LC METS Profile

METS Profile for Historical Newspapers [Draft]


XML Version of Profile Document



Abstract

The METS Profile for Historical Newspapers specifies how METS documents representing digitized historical newpapers should be encoded. Note that the profile is to be used to represent a single issue of a newspaper.
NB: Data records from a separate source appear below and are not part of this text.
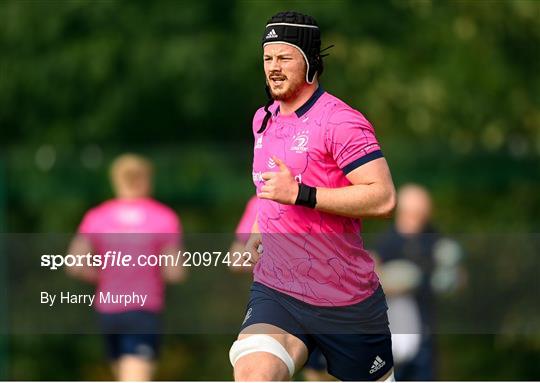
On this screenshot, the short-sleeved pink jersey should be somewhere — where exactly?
[235,195,258,243]
[253,87,382,306]
[78,198,182,313]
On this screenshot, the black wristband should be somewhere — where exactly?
[294,183,317,209]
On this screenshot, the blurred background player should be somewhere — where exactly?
[374,184,463,381]
[67,154,185,380]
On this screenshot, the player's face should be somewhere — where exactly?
[263,44,307,101]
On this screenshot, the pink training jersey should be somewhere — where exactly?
[253,87,382,306]
[78,198,182,313]
[235,195,258,243]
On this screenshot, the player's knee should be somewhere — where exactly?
[234,353,282,382]
[229,335,294,381]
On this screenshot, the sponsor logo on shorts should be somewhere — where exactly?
[369,355,386,374]
[291,130,309,153]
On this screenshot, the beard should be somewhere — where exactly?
[266,72,306,101]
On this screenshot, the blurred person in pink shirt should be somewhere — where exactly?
[67,154,185,381]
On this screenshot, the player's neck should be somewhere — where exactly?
[279,80,319,116]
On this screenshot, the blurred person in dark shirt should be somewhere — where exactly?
[374,184,462,381]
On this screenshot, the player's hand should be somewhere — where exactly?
[245,233,262,265]
[257,156,298,205]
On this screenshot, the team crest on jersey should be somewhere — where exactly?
[291,130,309,153]
[255,135,262,149]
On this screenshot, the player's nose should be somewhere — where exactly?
[268,57,281,72]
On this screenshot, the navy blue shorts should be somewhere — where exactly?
[99,311,161,360]
[241,282,394,381]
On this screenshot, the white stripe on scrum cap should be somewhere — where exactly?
[265,23,319,29]
[263,41,315,84]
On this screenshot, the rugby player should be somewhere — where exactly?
[67,154,185,381]
[229,12,396,381]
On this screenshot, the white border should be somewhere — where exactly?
[263,41,317,84]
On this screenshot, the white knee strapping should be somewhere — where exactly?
[229,334,294,377]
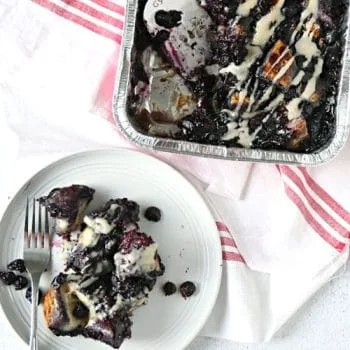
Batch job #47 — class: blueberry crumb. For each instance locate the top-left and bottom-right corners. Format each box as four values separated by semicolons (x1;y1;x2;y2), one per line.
145;207;162;222
26;287;43;305
163;281;176;296
73;302;89;319
7;259;26;273
0;271;16;286
13;276;28;290
179;281;196;299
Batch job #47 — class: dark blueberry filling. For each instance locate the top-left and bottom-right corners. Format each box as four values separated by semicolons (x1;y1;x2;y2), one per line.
7;259;26;273
0;271;17;286
13;276;29;290
129;0;348;153
155;10;182;29
25;287;43;305
73;302;89;318
145;207;162;222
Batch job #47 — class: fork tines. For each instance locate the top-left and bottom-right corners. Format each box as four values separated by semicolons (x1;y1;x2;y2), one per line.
24;198;50;248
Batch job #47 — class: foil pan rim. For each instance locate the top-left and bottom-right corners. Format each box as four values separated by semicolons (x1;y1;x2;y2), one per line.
112;0;350;166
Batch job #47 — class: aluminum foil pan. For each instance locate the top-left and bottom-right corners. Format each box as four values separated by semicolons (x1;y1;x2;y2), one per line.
113;0;350;166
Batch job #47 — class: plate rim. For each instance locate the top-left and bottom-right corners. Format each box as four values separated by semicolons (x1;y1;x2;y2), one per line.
0;147;223;349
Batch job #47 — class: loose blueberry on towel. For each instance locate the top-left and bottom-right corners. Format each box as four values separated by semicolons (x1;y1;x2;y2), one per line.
0;271;16;286
145;207;162;222
180;281;196;299
163;281;176;296
7;259;26;273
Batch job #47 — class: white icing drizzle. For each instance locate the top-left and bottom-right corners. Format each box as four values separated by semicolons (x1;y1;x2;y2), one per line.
220;0;323;147
237;0;258;17
253;0;284;46
114;243;158;279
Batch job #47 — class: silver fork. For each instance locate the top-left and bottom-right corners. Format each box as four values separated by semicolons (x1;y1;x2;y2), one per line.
23;198;51;350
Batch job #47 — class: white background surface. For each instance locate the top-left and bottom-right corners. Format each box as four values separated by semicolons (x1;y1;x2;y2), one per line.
0;264;350;350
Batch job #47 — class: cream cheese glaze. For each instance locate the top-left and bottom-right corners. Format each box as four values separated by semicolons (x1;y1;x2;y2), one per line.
130;0;348;153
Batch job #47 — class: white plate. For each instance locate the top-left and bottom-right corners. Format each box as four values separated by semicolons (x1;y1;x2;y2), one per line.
0;150;222;350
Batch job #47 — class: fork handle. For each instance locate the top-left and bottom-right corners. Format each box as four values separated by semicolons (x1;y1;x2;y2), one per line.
29;275;40;350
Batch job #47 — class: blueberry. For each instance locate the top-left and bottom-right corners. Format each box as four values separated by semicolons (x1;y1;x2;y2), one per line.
163;282;176;296
73;301;89;319
7;259;26;273
51;273;67;289
13;276;28;290
180;281;196;299
155;10;182;29
0;271;16;286
26;287;43;305
145;207;162;222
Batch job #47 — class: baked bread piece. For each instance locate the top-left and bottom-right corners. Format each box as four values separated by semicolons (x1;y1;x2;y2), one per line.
130;0;349;153
39;185;95;235
44;198;164;348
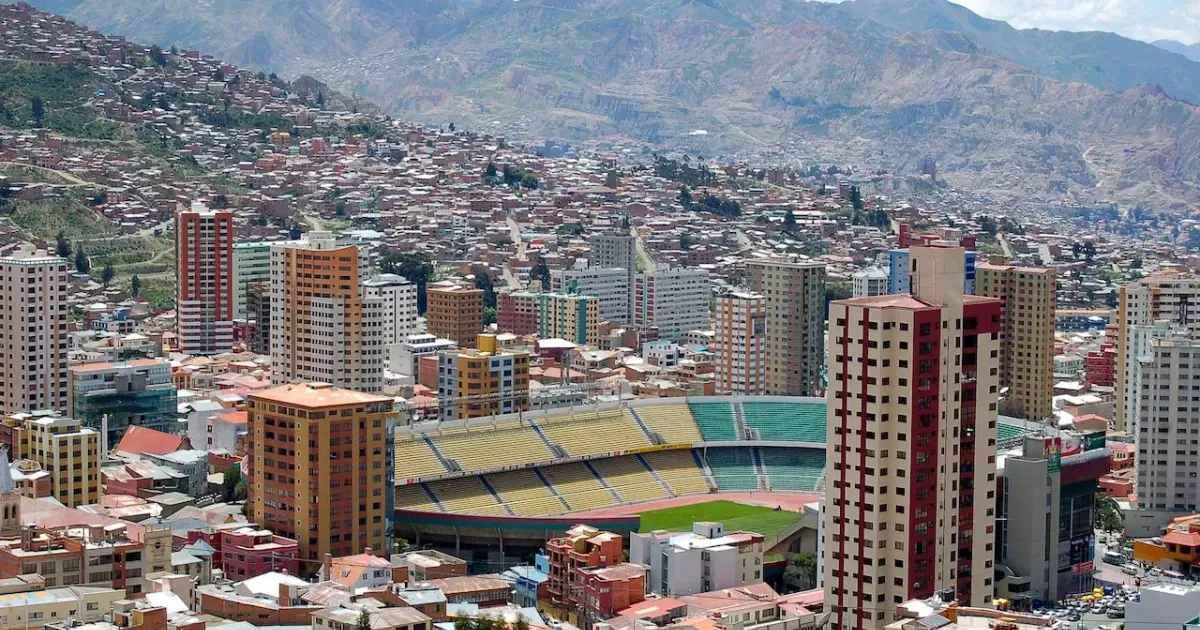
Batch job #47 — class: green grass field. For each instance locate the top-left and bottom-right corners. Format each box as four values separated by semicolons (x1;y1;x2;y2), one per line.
641;500;800;538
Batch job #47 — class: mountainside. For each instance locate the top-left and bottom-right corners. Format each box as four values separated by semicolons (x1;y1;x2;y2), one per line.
14;0;1200;209
1153;40;1200;61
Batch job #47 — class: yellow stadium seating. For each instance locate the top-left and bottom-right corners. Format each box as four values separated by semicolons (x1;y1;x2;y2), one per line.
396;484;439;512
637;404;704;444
487;469;566;516
592;455;668;503
541;463;617;511
430;424;553;470
430;476;509;516
538;409;650;456
396;436;446;479
642;449;708;494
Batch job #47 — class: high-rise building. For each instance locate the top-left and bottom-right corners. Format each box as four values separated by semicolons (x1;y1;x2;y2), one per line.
0;412;101;508
634;269;713;341
850;266;892;298
425;282;484;348
175;202;238;355
538;293;600;348
246;383;396;560
825;247;1001;630
0;246;67;413
976;264;1057;420
712;293;767;395
68;359;177;446
892;248;979;298
550;268;634;324
362;274;416;343
1112;274;1200;433
233;241;271;319
271;232;384;392
438;335;529;420
746;260;826;396
1127;335;1200;536
496;290;540;336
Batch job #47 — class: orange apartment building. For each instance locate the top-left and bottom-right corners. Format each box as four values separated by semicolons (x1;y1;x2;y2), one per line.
246;383;395;561
425;282;484;348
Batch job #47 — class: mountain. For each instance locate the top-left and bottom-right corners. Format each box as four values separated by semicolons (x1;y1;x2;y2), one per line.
14;0;1200;209
1153;40;1200;61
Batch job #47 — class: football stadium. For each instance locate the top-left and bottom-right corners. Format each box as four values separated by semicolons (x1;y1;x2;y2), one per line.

The profile uses MODS to express the logical structure of a newspaper issue, and uses the METS structMap to express the physical structure of the newspaper issue.


URI

//www.loc.gov/standards/mets/profiles/LC_profiles/newspaper/00000010.xml


Date

2006-02-06T17:31:00

Contact

Morgan V. Cundiff
Network Development and MARC Standards Office, Library of Congress
101 Independence Avenue, Washington DC, 20540


Related Profile

No related profiles.


Extension Schema

Metadata Object Description Schema (MODS)
//www.loc.gov/mods/v3/


Extension Schema

Metadata for Images in XML (MIX)
//www.loc.gov/mix/


Extension Schema

Premis
//www.loc.gov/standards/premis


Description Rules

It is recommended that the content data used in the MODS section of a METS document conform to AACR2 to the extent that it applies.


Controlled Vocabularies

Library of Congress Subject Headings
Library of Congress
No URI established.
Controlled subject headings used in the MODS section of a METS document must be formulated according to the Library of Congress Subject Headings (LCSH).

Library of Congress Classification
Library of Congress
//www.loc.gov/catdir/cpso/lcc.html

NACO Authority File
Library of Congress
http://authorities.loc.gov/
Controlled name and title headings used in the MODS section of a METS document must be formulated according to the NACO Authority File.

MARC Country Codes
Library of Congress
//www.loc.gov/marc/countries/
Country codes used in the MODS section of a METS document must use MARC country code list.

ISO 639-2 Language Codes
Library of Congress
//www.loc.gov/standards/iso639-2/
Language codes used in the MODS section of a METS document must use ISO 639-2 bibliographic codes.

MARC Relator Codes
Library of Congress
//www.loc.gov/marc/relators/
Relator codes or terms used in the MODS section of a METS document must use MARC relator list.

Target Audience Codes
Library of Congress
//www.loc.gov/marc/sourcecode/target/
Terms used in the MODS section of a METS document must use the MARC target audience list.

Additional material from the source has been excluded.